Fixed a bug in the tunneling proxy (missing \r\n in some specific conditions when HTTP version is HTTP/1.1)

2015-02-08 13:39:04 +01:00
parent add6059a8c
commit bf0f59e5d0
3 changed files with 8 additions and 9 deletions
--- a/config.yaml
+++ b/config.yaml
@@ -10,7 +10,7 @@ beef:
    # More verbose messages (server-side)
    debug: false
    # More verbose messages (client-side)
-    client_debug: true
+    client_debug: false
    # Used for generating secure tokens
    crypto_default_value_length: 80

--- a/extensions/proxy/proxy.rb
+++ b/extensions/proxy/proxy.rb
@@ -61,19 +61,20 @@ module BeEF

          # HTTP version # defaults to 1.0
          version = request_line[/HTTP\/(1\.\d)\s*$/, 1]
-          version = "1.0" if version.nil?
+          version = "HTTP/1.0" if version.nil?

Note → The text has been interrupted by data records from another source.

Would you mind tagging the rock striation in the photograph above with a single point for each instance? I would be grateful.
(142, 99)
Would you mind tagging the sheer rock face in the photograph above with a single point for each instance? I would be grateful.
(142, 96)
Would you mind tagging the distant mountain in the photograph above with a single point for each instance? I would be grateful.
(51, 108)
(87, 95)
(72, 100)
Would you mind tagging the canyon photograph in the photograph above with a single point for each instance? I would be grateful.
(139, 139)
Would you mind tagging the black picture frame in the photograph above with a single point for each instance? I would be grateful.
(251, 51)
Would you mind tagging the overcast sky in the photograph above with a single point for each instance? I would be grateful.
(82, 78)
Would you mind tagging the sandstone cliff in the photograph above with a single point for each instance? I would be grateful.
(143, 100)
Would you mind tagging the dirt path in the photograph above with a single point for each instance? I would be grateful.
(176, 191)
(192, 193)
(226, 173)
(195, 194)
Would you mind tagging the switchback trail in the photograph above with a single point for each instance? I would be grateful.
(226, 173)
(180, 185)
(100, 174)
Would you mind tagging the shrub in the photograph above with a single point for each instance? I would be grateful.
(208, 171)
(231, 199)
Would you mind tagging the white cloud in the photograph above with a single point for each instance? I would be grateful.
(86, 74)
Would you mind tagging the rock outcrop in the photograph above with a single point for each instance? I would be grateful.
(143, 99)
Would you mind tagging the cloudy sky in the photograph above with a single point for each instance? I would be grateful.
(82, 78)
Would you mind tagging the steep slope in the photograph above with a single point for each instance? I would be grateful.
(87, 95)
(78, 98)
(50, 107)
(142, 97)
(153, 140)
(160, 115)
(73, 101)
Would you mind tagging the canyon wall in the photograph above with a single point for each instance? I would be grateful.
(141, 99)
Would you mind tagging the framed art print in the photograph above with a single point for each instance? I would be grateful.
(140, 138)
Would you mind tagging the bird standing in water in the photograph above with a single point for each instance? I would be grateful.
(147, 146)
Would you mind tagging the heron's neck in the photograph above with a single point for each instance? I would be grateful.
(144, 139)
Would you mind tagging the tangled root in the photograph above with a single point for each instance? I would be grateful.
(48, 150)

          # url # host:port/path
          url = url_prefix + request_line[/^\w+\s+(\S+)/, 1]

          # We're overwriting the URI::Parser UNRESERVED regex to prevent BAD URI errors when sending attack vectors (see tolerant_parser)
+          # anti: somehow the config below was removed, have a look into this
          tolerant_parser = URI::Parser.new(:UNRESERVED => BeEF::Core::Configuration.instance.get("beef.extension.requester.uri_unreserved_chars"))
          uri = tolerant_parser.parse(url.to_s)

          method, path, version = request_line.split(" ")
          path = url_prefix + path
          # extensions/requester/api/hook.rb parses raw_request to find port and path
-          raw_request = [method, path, version].join(" ")
+          raw_request = [method, path, version].join(" ") + "\r\n"
          content_length = 0

          loop do
@@ -158,7 +159,7 @@ module BeEF
            end
          end

-          res = "HTTP/#{version} #{response_status}\r\n#{response_headers}\r\n\r\n#{response_body}"
+          res = "#{version} #{response_status}\r\n#{response_headers}\r\n\r\n#{response_body}"
          socket.write(res)
          socket.close
        end
--- a/extensions/requester/api/hook.rb
+++ b/extensions/requester/api/hook.rb
@@ -71,17 +71,15 @@ module BeEF

            req_parts = http_db_object.request.split(/  |\n/)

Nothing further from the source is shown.